To praise a friend for his help because he has led you to the truth through the accumulation of his mistakes is a dubious
compliment. But that is the only way we can read Holmes’s definition of Watson as a “conductor of light.” His ability to stimulate
Holmes’s thinking is proportional to his fundamental miscomprehension of reality.

It is difficult to fault Holmes, though, when we watch Watson conduct his investigations throughout the novel. It is not just
Dr. Mortimer’s walking stick that Watson fails to properly analyze; he misunderstands
everything
that occurs (at least from Holmes’s point of view).

It is true that Watson, with Sir Henry’s help, shows himself capable of clearing up the mystery surrounding the curious behavior
of the Barrymores, and manages to connect them with the convict Selden. But this is one of only a few successes Watson records
in the entire book, and it is actually due to Mrs. Barrymore’s confession. Most of the time he misses the truth.

For example, he proves incapable of guessing the identity of the mysterious person glimpsed on the moor—Holmes himself. And
even with Frankland’s help in spotting and trailing him, he still allows himself to be identified by Holmes from his telltale
cigarette stub before he can recognize Holmes.

Watson shows himself equally inept at unraveling the relationships that link the characters living on the moor. He does not
realize that the Stapletons are actually married, that there is a love affair between Laura Lyons and the naturalist, or that
the latter is in fact a Baskerville.

But Watson is not content merely to misunderstand everything that is happening around him; he also displays reprehensible
negligence, which almost costs Sir Henry Baskerville his life. It is because Watson failed to keep watch over him that Sir
Henry runs the risk—at least in Holmes’s reconstruction of the event—of being attacked by the hound, which, led astray by
the scent on the clothing, finally pursues Selden.

Watson’s constant errors of interpretation have the effect of continually confronting readers with passages they will later
discover are based entirely on misperceptions.
*
So long as Watson continues to be wrong, so long as he feeds the reader fallacies, it is difficult to believe the final account
in which he implicitly affirms his friend’s conclusions.

The question of the reliability of the narrator is all the more important in
The Hound of the Baskervilles
since Watson often entrusts the narration to other characters, allowing their voices to tell the story. But their statements
are often not directly verifiable, even if their credibility can be supported in other ways.

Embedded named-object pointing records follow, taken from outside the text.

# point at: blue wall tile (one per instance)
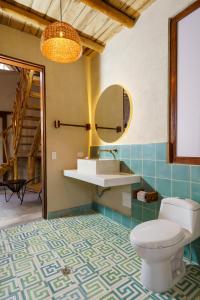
(149, 168)
(163, 187)
(136, 166)
(136, 151)
(150, 162)
(195, 173)
(125, 151)
(195, 187)
(161, 151)
(163, 170)
(180, 172)
(181, 189)
(149, 151)
(149, 183)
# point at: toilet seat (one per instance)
(156, 234)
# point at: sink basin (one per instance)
(98, 166)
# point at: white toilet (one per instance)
(160, 242)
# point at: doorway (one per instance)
(23, 140)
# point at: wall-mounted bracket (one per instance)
(117, 128)
(57, 124)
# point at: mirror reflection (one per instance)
(112, 113)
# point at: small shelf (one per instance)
(107, 180)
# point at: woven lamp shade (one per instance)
(61, 43)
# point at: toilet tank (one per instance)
(184, 212)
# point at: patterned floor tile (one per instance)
(102, 263)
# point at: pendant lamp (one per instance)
(60, 42)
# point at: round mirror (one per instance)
(112, 113)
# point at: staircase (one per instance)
(25, 130)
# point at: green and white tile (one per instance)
(103, 264)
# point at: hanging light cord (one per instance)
(61, 11)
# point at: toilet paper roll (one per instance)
(141, 196)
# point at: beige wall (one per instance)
(8, 85)
(137, 59)
(66, 100)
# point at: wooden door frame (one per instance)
(40, 68)
(173, 53)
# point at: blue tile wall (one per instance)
(149, 161)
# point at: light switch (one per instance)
(126, 199)
(54, 155)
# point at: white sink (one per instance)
(104, 180)
(98, 166)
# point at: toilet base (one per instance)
(160, 277)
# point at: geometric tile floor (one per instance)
(104, 265)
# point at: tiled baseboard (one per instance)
(70, 211)
(191, 251)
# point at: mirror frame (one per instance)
(130, 113)
(173, 71)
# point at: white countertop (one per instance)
(104, 180)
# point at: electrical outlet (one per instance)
(126, 199)
(53, 155)
(80, 154)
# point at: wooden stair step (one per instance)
(29, 127)
(32, 118)
(33, 108)
(35, 95)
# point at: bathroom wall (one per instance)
(66, 96)
(169, 180)
(138, 59)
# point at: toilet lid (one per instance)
(156, 234)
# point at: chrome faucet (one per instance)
(113, 151)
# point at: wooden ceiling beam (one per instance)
(32, 17)
(112, 12)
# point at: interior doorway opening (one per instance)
(22, 142)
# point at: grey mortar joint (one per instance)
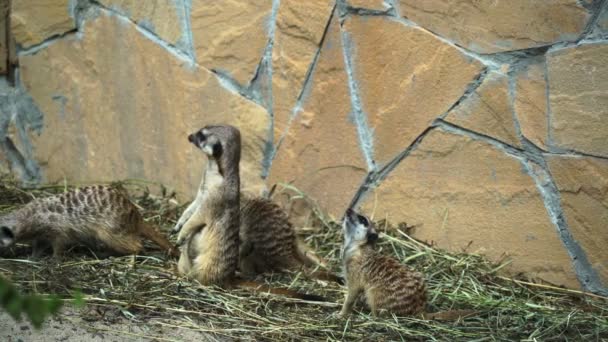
(17, 107)
(512, 94)
(586, 274)
(265, 71)
(528, 155)
(468, 92)
(595, 8)
(364, 133)
(184, 55)
(307, 84)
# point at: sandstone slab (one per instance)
(300, 27)
(166, 18)
(113, 112)
(489, 26)
(578, 83)
(230, 36)
(407, 77)
(583, 186)
(320, 154)
(531, 103)
(465, 195)
(488, 110)
(3, 42)
(33, 21)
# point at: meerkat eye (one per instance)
(363, 220)
(6, 232)
(217, 149)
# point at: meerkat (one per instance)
(209, 237)
(387, 285)
(269, 242)
(100, 217)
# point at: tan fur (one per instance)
(209, 230)
(209, 227)
(386, 285)
(100, 217)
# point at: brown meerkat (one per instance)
(100, 217)
(387, 285)
(269, 242)
(209, 230)
(209, 238)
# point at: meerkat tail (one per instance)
(327, 276)
(150, 232)
(451, 315)
(257, 287)
(308, 257)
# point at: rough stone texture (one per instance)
(488, 110)
(368, 4)
(407, 77)
(531, 103)
(583, 186)
(3, 42)
(33, 21)
(122, 114)
(464, 194)
(300, 28)
(163, 17)
(578, 83)
(602, 23)
(488, 26)
(230, 36)
(320, 154)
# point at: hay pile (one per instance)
(146, 289)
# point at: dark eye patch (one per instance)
(217, 150)
(5, 232)
(363, 220)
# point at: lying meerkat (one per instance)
(209, 237)
(386, 284)
(268, 241)
(100, 217)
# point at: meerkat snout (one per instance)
(357, 228)
(196, 138)
(7, 237)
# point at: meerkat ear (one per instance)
(217, 150)
(7, 237)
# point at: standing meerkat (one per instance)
(386, 284)
(268, 241)
(209, 237)
(100, 217)
(209, 229)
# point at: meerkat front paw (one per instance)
(177, 228)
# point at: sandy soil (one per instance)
(73, 325)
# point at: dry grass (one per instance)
(146, 289)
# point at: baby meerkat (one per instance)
(209, 229)
(100, 217)
(387, 285)
(267, 239)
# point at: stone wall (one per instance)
(482, 124)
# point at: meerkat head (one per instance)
(8, 227)
(218, 142)
(358, 229)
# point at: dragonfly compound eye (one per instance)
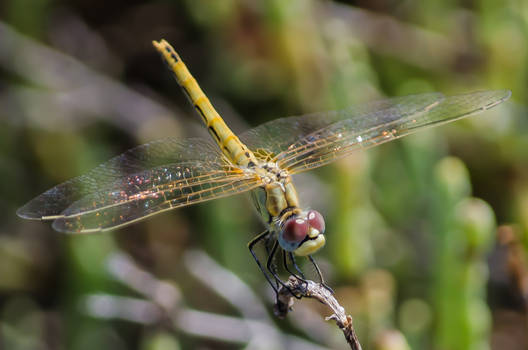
(295, 230)
(316, 220)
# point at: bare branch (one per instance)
(310, 289)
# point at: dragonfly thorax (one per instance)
(299, 231)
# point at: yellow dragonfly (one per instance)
(172, 173)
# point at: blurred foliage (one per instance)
(427, 235)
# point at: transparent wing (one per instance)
(143, 181)
(346, 131)
(277, 135)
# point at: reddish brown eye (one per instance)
(316, 220)
(295, 230)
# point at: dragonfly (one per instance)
(173, 173)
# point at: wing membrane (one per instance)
(279, 134)
(143, 181)
(339, 133)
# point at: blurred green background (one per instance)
(426, 235)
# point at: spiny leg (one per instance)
(271, 269)
(285, 263)
(321, 279)
(292, 258)
(251, 244)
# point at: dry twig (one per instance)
(310, 289)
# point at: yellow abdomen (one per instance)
(228, 142)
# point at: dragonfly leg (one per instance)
(321, 279)
(251, 244)
(273, 272)
(285, 263)
(292, 258)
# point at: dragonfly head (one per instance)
(303, 234)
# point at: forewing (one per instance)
(143, 181)
(279, 134)
(409, 115)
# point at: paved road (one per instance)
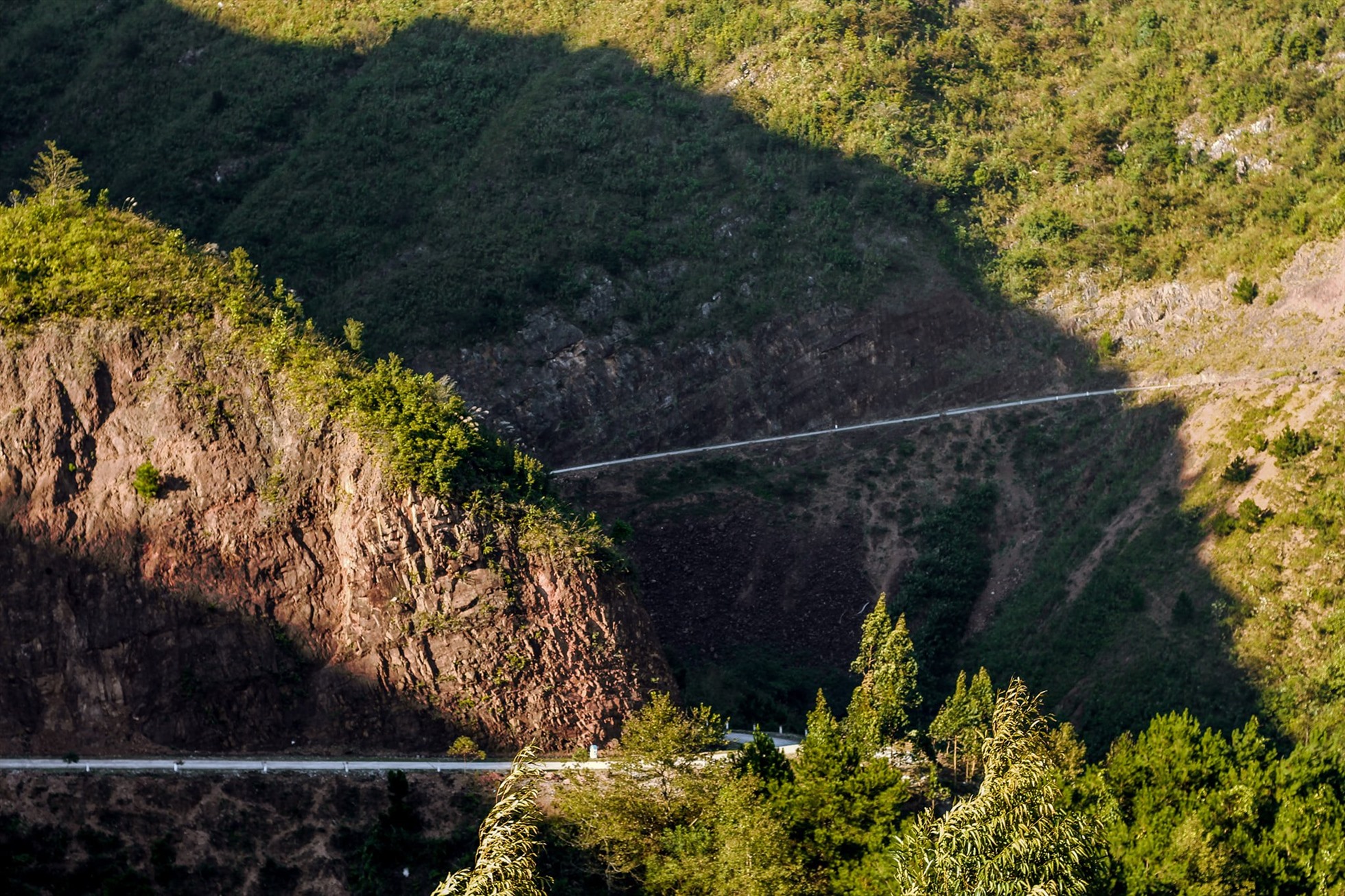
(896, 421)
(318, 766)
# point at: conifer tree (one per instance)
(1016, 836)
(965, 720)
(880, 709)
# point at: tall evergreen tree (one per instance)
(880, 709)
(965, 722)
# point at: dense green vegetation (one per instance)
(1177, 809)
(65, 259)
(437, 169)
(441, 182)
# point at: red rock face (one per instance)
(279, 589)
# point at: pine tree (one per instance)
(963, 724)
(506, 853)
(1016, 836)
(880, 709)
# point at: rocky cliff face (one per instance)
(279, 591)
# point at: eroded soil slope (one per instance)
(277, 591)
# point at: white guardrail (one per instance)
(877, 424)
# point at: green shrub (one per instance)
(1291, 445)
(147, 482)
(466, 748)
(1244, 291)
(1239, 470)
(1108, 346)
(1251, 516)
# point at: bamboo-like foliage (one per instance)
(1014, 837)
(506, 853)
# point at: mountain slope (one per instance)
(277, 576)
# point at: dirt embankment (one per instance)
(279, 592)
(242, 834)
(721, 569)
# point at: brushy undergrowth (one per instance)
(440, 169)
(1277, 556)
(64, 257)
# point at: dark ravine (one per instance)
(279, 592)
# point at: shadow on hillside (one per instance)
(106, 663)
(449, 183)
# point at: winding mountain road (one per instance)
(895, 421)
(140, 766)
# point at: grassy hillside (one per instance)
(437, 169)
(440, 182)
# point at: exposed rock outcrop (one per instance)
(279, 589)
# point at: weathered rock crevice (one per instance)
(279, 589)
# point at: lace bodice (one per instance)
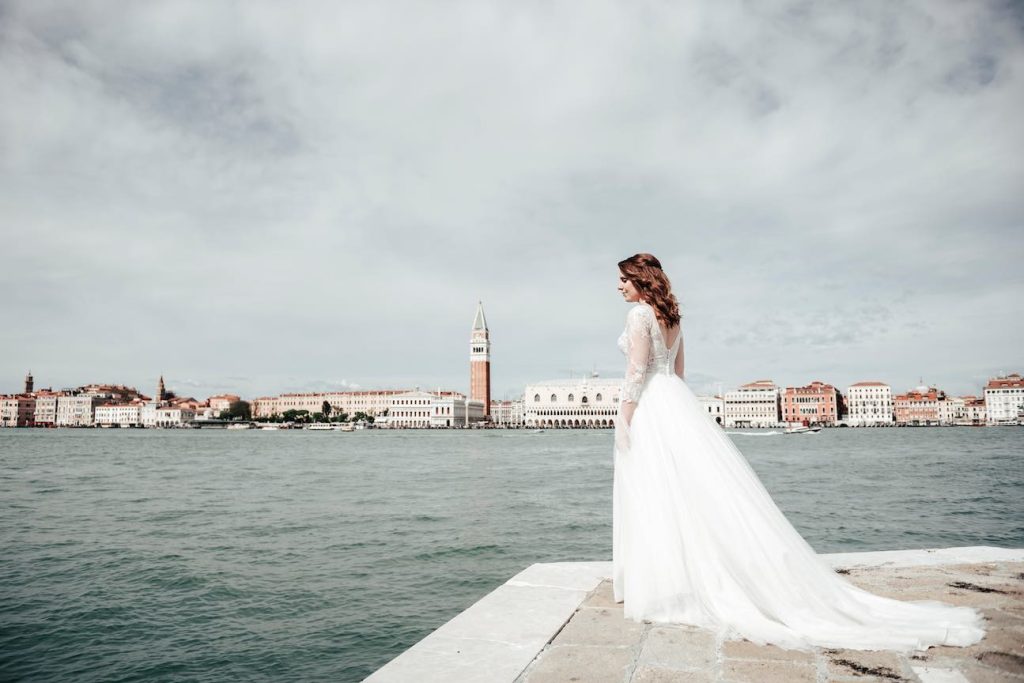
(645, 350)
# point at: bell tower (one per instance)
(479, 360)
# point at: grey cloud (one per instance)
(322, 191)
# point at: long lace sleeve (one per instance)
(638, 340)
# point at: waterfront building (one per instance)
(754, 404)
(507, 413)
(46, 409)
(17, 411)
(949, 409)
(590, 401)
(479, 360)
(714, 407)
(972, 414)
(77, 410)
(174, 416)
(869, 404)
(221, 402)
(117, 392)
(919, 408)
(373, 402)
(816, 403)
(1005, 399)
(264, 407)
(418, 410)
(119, 415)
(147, 413)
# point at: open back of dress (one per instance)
(697, 539)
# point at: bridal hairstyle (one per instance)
(644, 270)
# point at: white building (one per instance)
(755, 404)
(507, 413)
(1005, 399)
(950, 409)
(590, 401)
(119, 415)
(973, 412)
(869, 404)
(418, 410)
(715, 408)
(76, 411)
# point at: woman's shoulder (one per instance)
(641, 312)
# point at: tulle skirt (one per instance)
(697, 540)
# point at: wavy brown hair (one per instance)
(644, 270)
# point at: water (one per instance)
(211, 555)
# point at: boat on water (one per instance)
(803, 429)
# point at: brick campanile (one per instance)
(479, 360)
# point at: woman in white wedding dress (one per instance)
(696, 538)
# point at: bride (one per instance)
(696, 538)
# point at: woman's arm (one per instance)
(680, 360)
(638, 332)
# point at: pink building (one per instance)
(919, 407)
(815, 403)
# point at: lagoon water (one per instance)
(285, 555)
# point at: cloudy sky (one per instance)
(258, 197)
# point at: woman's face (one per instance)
(628, 289)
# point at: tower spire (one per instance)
(479, 360)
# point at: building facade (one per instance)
(919, 408)
(479, 359)
(816, 403)
(222, 402)
(586, 402)
(973, 412)
(46, 409)
(715, 408)
(17, 411)
(119, 415)
(869, 404)
(421, 410)
(1005, 399)
(77, 411)
(507, 413)
(755, 404)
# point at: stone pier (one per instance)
(556, 623)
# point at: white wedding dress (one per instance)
(697, 540)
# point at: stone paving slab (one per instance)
(559, 622)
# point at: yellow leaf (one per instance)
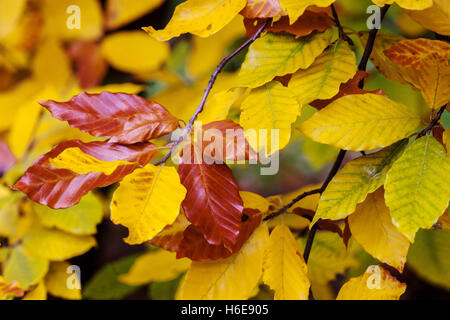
(80, 219)
(121, 12)
(354, 181)
(45, 70)
(375, 284)
(435, 18)
(146, 201)
(200, 17)
(323, 78)
(38, 293)
(153, 266)
(254, 201)
(56, 245)
(285, 270)
(277, 55)
(134, 52)
(407, 4)
(371, 225)
(57, 282)
(62, 17)
(271, 107)
(82, 163)
(361, 122)
(418, 186)
(10, 13)
(225, 279)
(25, 267)
(295, 8)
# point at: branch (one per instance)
(211, 82)
(432, 123)
(342, 34)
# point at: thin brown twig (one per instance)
(211, 82)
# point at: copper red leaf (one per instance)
(61, 188)
(124, 118)
(212, 202)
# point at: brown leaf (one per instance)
(61, 188)
(124, 118)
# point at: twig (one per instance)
(211, 82)
(432, 123)
(369, 46)
(342, 34)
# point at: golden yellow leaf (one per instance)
(354, 181)
(361, 122)
(37, 293)
(295, 8)
(146, 201)
(199, 17)
(82, 163)
(56, 245)
(269, 108)
(418, 186)
(10, 13)
(57, 282)
(121, 12)
(73, 19)
(407, 4)
(157, 266)
(231, 278)
(277, 55)
(24, 267)
(371, 225)
(134, 51)
(435, 18)
(285, 270)
(375, 284)
(323, 78)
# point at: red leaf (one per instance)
(348, 88)
(236, 149)
(61, 188)
(124, 118)
(307, 23)
(262, 9)
(91, 66)
(7, 159)
(212, 201)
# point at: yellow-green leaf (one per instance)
(277, 55)
(324, 77)
(56, 245)
(80, 219)
(58, 280)
(270, 107)
(153, 266)
(361, 122)
(375, 284)
(418, 186)
(354, 181)
(134, 52)
(232, 278)
(371, 225)
(285, 270)
(200, 17)
(146, 201)
(295, 8)
(25, 267)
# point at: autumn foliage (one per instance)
(364, 112)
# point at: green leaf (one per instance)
(354, 181)
(429, 256)
(105, 284)
(418, 186)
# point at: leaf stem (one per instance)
(211, 82)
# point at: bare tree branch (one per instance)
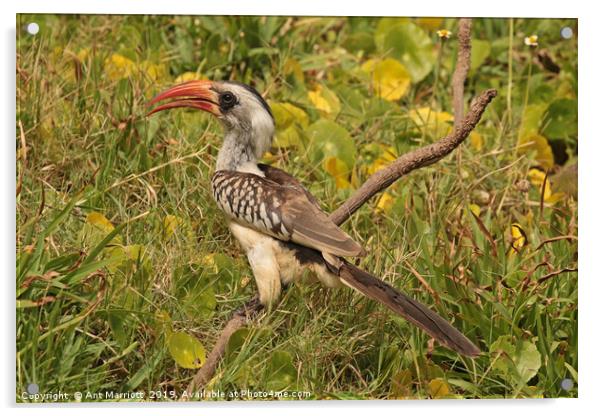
(238, 320)
(462, 68)
(380, 180)
(415, 159)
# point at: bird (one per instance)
(278, 223)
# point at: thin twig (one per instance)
(413, 160)
(461, 71)
(23, 157)
(238, 320)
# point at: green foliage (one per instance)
(126, 270)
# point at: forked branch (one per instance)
(380, 180)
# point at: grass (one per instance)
(99, 295)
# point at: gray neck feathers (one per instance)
(245, 143)
(235, 151)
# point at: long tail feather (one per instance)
(410, 309)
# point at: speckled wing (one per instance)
(280, 208)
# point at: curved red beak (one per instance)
(192, 94)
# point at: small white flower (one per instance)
(444, 33)
(531, 40)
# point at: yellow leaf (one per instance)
(390, 78)
(519, 236)
(385, 203)
(153, 71)
(325, 101)
(476, 140)
(82, 54)
(170, 223)
(437, 124)
(100, 222)
(338, 169)
(118, 67)
(286, 114)
(186, 350)
(539, 144)
(438, 388)
(384, 156)
(476, 210)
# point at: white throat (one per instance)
(246, 143)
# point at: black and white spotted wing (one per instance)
(284, 210)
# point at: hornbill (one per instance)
(277, 222)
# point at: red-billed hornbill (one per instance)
(278, 223)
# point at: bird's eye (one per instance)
(227, 100)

A characteristic example of this delegation of narration is the one offered at the beginning of the book to Dr. Mortimer.
He is of course not the only person to have seen the corpse of Sir Charles Baskerville, but he is the only one to have discovered
a dog’s footprints nearby, which he curiously deemed it wise not to mention to the police investigators:

There was a thrill in the doctor’s voice which showed that he was himself deeply moved by that which he told us. Holmes leaned
forward in his excitement, and his eyes had the hard, dry glitter which shot from them when he was keenly interested.

“You saw this?”

  “As clearly as I see you.”

  “And you said nothing?”

  “What was the use?”

  “How was it that no one else saw it?”

  “The marks were some twenty yards from the body and no one gave them a thought. I don’t suppose I should have done so had
I not known this legend.”
33

Mortimer then loses the narrator’s role, which he has occupied only for a few pages. But his story is decisive for the whole
case, since it is he who introduces the hypothesis of the dog and, at the same time, of murder. Holmes’s entire investigation
and the results he arrives at depend on the veracity of this initial testimony. If Mortimer, for whatever reason, has given
an inexact version—for instance by mistaking the prints of some other animal for a dog’s—then the detective’s whole solution
collapses. Here again, the fact that we’re dealing with eyewitness accounts has considerable consequences.